Yesterday, I flipped the bathroom light switch and found myself face-to-feeler with a wonderful cat toy. "Cats!" I called. "Centipede!" One of them materialized immediately, briskly sauntering into the room. "Look!" I said, pointing to the hundred feathery legs darkening the corner where the two walls met. The smell of feline neurons working overtime filled the room, and the fearsome predator burst into action. He sat, and peered, and sat some more, then finally reached out and nudged the bug with a paw. It fell to the floor and frantically ciliated across half a tile before getting stomped. The cat then lifted his paw and without further hesitation, licked up the dazed centipede, chewed a little, and then spat out the legless body. Clearly unimpressed, he strolled away with the troubled look of someone with a mouth full of still-twitching disembodied centipede legs. Dee-licious.

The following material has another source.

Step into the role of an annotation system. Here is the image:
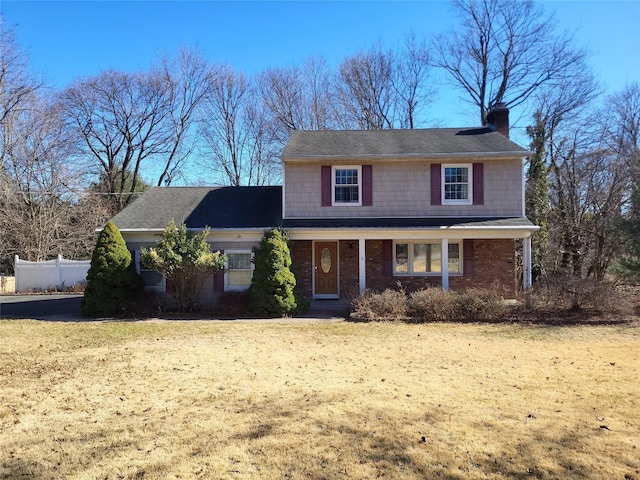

Today, I got to ride in a tow truck for over an hour with a terminally sniffling palooka behind the wheel and a worthless piece of crap on the flatbed. This condition arose when my awesome thrashing to "White & Nerdy", which made XM's Top 20 station, was rudely curtailed by the dashboard going, "omg beep! hey, beep? hello? I said BEEP, bitch. Now pull the fuck over already." and telling me that the car, much like my oven of yestermonth, was running entirely too hot and would in all probability erupt like Mount Vesuvius, shooting a pillar of flame and molten engine through the hood, blanketing the eastern seaboard with ash and causing nuclear winter if I kept driving. So for the good of the planet, I called AAA and invoked my hundred-mile towing, went home, ate a burrito, and learned from my answering machine that I am the lucky winner of a business trip to Raleigh where I am to be this week's human sacrifice, sent as collateral to appease The Customer with live meat. They better have a damned fine altar to tie me to or I will be severely displeased.